Kurz durchschnaufen, jetzt geht es weiter. Natürlich sind Zimbardos Thesen nicht zwangsläufig korrekt. In einem Beitrag der Psychology Today wird beispielsweise der Zusammenhang zwischen Online-Pornografie und nicht stattfindender Erektion abgelehnt. Allgemein halte ich den Begriff der Porno-Sucht spätestens seit dem Dschungelcamp 2013 als wenig seriös.


Kommentar: Auch ist das Dschungel-Camp nicht seriös und die Frage ist, was für Typen sich dort darstellen.


Doch die Diskussion, welche Zimbardo mit seinen öffentlichen Auftritten und seiner letzten Studie da losgetreten hat, halte ich für wichtig. Tatsächlich konsumieren wir einfach, ohne uns wirklich Gedanken zu machen, ob dieses uneingeschränkte Nutzungsverhalten nachhaltig für uns selbst gut ist. Kann man(n) wirklich stundenlang spielen und masturbieren, ohne dass sich etwas in seinem Verhalten verändert? Werden wir vielleicht nicht doch ein wenig mit sexuellen und visuellen Reizen überflutet und verwehren uns dabei teilweise den Zugang zur Realität, Freunden und Partnern?

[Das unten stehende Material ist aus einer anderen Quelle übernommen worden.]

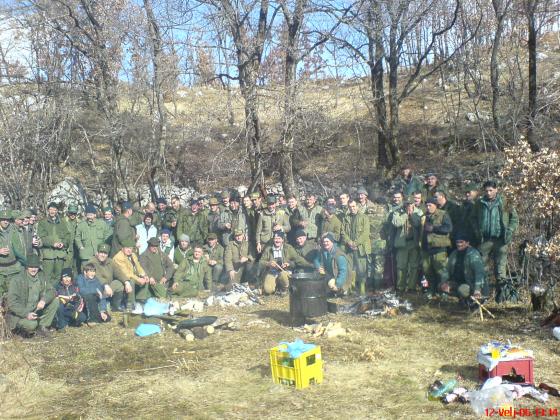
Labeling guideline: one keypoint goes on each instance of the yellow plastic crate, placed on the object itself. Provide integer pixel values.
(301, 372)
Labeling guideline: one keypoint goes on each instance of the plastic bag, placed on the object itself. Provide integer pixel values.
(495, 397)
(296, 349)
(153, 307)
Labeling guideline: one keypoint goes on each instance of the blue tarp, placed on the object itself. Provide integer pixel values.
(144, 330)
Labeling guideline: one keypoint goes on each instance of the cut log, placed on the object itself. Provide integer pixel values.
(199, 332)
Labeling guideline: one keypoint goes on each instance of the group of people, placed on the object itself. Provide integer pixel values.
(65, 269)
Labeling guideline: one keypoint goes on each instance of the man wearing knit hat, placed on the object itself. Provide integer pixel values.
(56, 240)
(90, 233)
(334, 265)
(434, 243)
(32, 304)
(467, 276)
(276, 261)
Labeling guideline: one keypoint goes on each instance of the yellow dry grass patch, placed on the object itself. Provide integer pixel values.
(380, 370)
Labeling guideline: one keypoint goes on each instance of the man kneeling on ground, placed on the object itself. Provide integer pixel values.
(275, 262)
(466, 272)
(32, 304)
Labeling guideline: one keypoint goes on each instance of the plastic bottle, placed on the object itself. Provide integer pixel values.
(438, 392)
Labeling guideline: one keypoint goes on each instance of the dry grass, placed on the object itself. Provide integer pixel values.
(381, 370)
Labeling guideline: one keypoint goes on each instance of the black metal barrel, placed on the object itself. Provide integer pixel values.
(308, 296)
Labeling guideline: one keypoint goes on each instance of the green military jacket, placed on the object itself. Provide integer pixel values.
(89, 235)
(194, 276)
(233, 253)
(157, 265)
(442, 227)
(408, 186)
(332, 225)
(377, 217)
(508, 219)
(195, 225)
(307, 251)
(52, 231)
(407, 229)
(123, 231)
(356, 230)
(216, 253)
(179, 255)
(289, 255)
(266, 222)
(24, 294)
(475, 274)
(10, 264)
(312, 219)
(105, 271)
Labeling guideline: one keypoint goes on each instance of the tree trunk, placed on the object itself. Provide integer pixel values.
(159, 121)
(532, 51)
(500, 11)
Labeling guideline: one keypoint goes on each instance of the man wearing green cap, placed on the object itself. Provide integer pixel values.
(214, 254)
(131, 274)
(277, 258)
(270, 221)
(72, 221)
(356, 238)
(467, 276)
(238, 261)
(311, 217)
(213, 216)
(32, 304)
(11, 255)
(377, 217)
(159, 269)
(21, 235)
(56, 239)
(192, 276)
(194, 223)
(124, 231)
(90, 233)
(407, 223)
(106, 273)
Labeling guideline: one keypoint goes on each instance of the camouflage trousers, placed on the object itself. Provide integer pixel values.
(377, 262)
(408, 264)
(435, 269)
(497, 250)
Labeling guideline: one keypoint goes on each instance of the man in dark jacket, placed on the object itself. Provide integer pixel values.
(32, 304)
(494, 222)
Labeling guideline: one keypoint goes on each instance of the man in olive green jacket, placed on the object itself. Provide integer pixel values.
(56, 239)
(276, 259)
(494, 222)
(11, 254)
(32, 304)
(90, 233)
(356, 238)
(238, 261)
(407, 222)
(270, 221)
(192, 276)
(106, 273)
(158, 267)
(467, 276)
(124, 230)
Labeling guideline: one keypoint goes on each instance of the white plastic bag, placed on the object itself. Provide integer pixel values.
(490, 398)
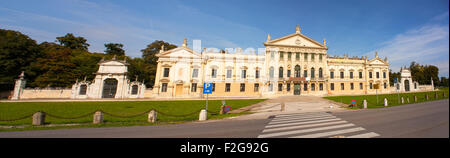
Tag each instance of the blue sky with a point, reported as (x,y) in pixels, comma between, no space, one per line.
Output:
(402,30)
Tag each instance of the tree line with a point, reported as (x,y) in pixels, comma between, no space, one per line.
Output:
(61,63)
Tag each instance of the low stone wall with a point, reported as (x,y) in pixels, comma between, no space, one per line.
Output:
(45,93)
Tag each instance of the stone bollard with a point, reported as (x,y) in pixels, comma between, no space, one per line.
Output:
(39,118)
(203,115)
(152,116)
(98,117)
(365,104)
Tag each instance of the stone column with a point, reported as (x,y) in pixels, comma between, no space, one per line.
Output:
(203,115)
(98,117)
(152,116)
(39,118)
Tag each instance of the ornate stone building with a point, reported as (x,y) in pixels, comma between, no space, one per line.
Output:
(291,65)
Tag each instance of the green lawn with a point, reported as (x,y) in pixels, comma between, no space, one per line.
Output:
(12,110)
(392,98)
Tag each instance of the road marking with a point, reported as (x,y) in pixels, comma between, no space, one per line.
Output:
(304,131)
(301,123)
(301,119)
(317,135)
(365,135)
(303,126)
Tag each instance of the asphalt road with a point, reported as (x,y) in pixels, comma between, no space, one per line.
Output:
(420,120)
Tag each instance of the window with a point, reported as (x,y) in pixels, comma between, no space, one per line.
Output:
(229,73)
(83,89)
(227,87)
(320,73)
(271,72)
(280,72)
(214,73)
(195,73)
(164,87)
(194,87)
(280,87)
(166,72)
(288,87)
(134,89)
(297,71)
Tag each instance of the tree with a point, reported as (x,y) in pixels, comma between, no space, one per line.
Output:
(72,42)
(17,52)
(114,49)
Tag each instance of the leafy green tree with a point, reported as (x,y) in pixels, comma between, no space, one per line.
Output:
(17,52)
(72,42)
(114,49)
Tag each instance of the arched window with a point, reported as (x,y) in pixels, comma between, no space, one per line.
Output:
(297,71)
(320,73)
(280,72)
(271,72)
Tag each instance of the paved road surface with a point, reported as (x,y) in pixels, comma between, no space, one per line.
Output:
(428,119)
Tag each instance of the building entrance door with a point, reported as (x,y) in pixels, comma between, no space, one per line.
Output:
(109,88)
(179,90)
(297,89)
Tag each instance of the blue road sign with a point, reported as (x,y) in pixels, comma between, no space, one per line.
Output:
(207,88)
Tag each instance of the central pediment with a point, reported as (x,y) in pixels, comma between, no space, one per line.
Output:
(295,40)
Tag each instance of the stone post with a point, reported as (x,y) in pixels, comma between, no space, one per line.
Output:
(203,115)
(365,104)
(385,102)
(98,117)
(152,116)
(39,118)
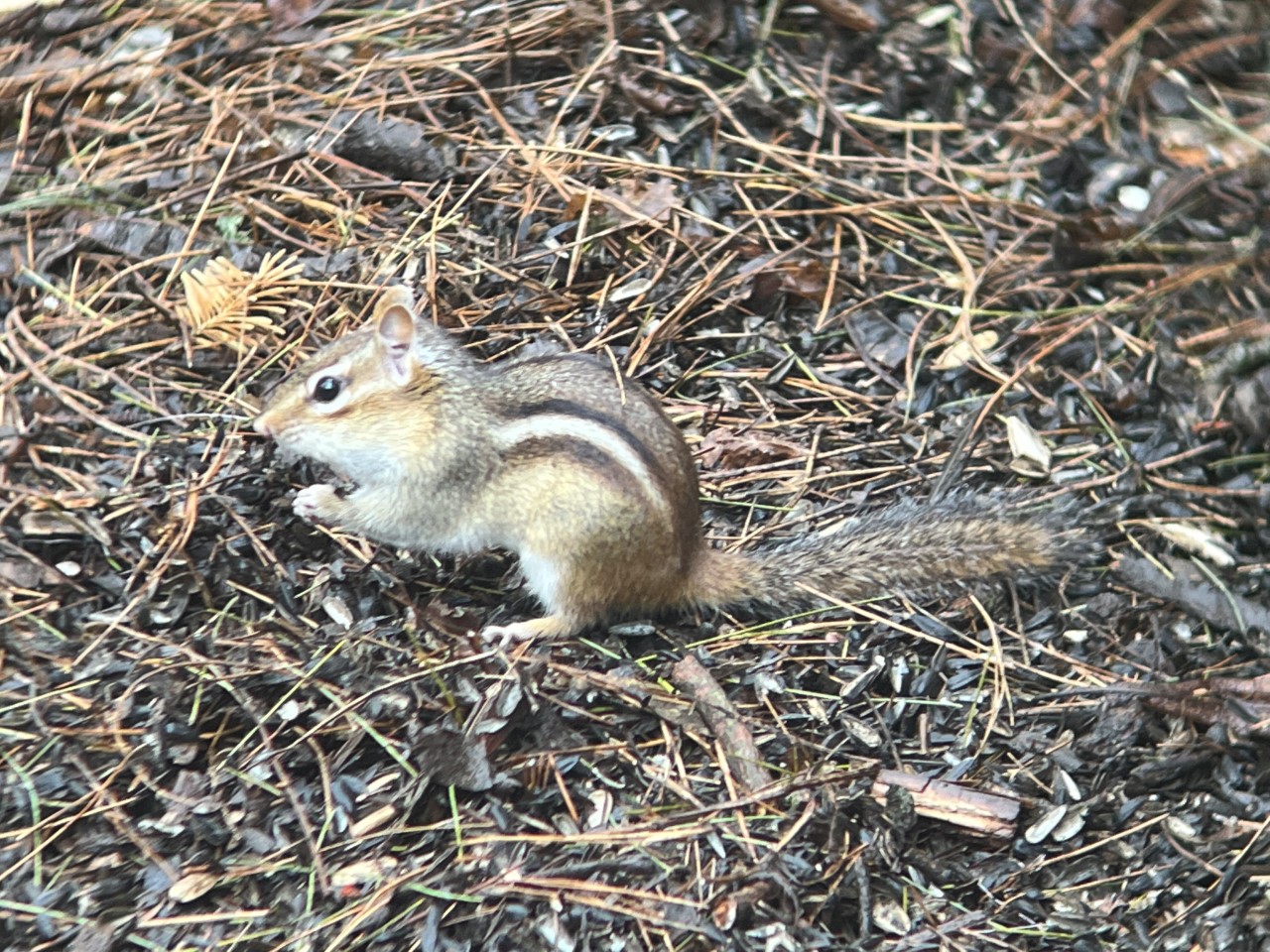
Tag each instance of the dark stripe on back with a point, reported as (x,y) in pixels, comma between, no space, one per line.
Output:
(568,408)
(580,451)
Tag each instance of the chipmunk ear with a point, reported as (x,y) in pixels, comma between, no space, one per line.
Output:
(395,330)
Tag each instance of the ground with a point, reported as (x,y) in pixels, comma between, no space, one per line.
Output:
(860,254)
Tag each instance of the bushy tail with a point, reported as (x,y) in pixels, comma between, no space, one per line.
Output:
(905,548)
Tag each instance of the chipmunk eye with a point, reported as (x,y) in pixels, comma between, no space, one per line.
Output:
(326,389)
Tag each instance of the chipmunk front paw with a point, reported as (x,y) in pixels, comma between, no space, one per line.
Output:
(318,503)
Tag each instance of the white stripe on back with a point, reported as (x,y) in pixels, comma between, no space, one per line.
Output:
(508,435)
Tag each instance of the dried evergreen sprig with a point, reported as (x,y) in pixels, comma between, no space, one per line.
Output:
(226,306)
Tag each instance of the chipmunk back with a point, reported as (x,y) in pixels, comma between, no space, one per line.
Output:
(580,474)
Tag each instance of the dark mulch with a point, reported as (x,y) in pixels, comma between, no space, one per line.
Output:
(856,264)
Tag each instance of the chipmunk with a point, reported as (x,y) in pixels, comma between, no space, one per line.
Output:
(589,484)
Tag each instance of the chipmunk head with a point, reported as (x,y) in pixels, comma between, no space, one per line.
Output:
(366,394)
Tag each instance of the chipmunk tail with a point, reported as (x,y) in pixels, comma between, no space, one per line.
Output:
(905,548)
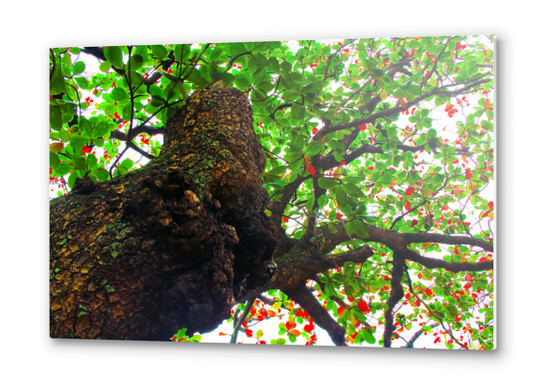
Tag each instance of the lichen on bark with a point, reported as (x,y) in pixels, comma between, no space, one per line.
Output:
(171,245)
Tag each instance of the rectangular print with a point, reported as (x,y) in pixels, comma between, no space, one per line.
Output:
(301,192)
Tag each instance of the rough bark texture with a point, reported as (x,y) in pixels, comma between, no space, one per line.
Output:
(171,245)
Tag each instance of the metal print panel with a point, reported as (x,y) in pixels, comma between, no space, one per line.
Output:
(307,192)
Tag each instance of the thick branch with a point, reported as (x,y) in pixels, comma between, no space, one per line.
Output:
(430,262)
(426,237)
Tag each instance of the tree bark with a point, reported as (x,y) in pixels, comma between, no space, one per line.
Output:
(171,245)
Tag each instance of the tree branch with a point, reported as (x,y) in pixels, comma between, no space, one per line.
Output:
(241,320)
(430,262)
(301,295)
(396,294)
(392,111)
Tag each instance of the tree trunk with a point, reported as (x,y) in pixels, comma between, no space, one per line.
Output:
(173,244)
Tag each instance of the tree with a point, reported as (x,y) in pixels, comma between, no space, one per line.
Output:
(307,177)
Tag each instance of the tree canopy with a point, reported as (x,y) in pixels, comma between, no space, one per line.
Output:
(379,170)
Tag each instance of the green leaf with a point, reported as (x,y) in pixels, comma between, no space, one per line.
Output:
(114,56)
(342,200)
(78,141)
(91,161)
(159,51)
(55,118)
(274,65)
(357,227)
(327,183)
(215,54)
(368,337)
(81,81)
(102,174)
(80,164)
(63,169)
(78,68)
(298,112)
(105,66)
(85,126)
(136,62)
(310,203)
(352,190)
(54,161)
(100,130)
(119,94)
(292,337)
(314,148)
(57,84)
(128,163)
(182,52)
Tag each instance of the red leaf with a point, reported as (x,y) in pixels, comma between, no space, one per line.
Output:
(363,307)
(310,168)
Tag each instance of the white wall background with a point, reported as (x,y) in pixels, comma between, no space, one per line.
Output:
(28,29)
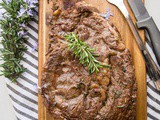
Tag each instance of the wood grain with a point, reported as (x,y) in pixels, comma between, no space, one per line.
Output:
(126,34)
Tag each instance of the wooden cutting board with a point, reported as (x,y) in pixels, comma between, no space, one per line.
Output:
(126,34)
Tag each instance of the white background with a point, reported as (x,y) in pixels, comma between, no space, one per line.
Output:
(6,109)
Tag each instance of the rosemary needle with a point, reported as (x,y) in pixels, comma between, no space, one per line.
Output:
(85,54)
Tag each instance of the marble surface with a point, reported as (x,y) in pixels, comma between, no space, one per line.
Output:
(6,108)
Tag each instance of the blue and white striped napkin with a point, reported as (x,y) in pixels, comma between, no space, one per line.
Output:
(24,94)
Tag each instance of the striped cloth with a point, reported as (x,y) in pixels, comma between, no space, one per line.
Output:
(24,94)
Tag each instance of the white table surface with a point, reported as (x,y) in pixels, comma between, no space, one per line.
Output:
(6,109)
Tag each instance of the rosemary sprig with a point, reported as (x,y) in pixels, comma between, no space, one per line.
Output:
(85,54)
(13,21)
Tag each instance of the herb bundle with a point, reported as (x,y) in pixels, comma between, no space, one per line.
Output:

Tatsächlich mache ich an dieser Stelle auch einmal auf meine Heimatstadt Bayreuth aufmerksam. Hier wird zum Wintersemester an der Universität Bayreuth der deutschlandweit erste Masterstudiengang “Computerspielwissenschaften” angeboten. Ich halte es für wichtig, dass man sich mit der Kultur meiner Generation endlich wissenschaftlich auseinandersetzt. Und eben in jenem Studiengang soll das Gaming als Kulturgut aufgefasst werden und weniger auf einem technischen Hintergrund durchleuchtet werden. Und das heiße ich gut. Denn erst wenn das Videospiel als Kulturgut analysiert und anerkannt ist, und das ist es mittlerweile unweigerlich, erst dann kann auch unsere Generation verstanden werden und Inhalte wie Zimbardos “Man (Dis)Connected” können noch besser durchleuchtet werden. Ich erhoffe mir daher aus der Kombination aus Psychologie und Computerspielwissenschafften folgende Fragestellung: Warum handelt diese Generation so wie sie handelt?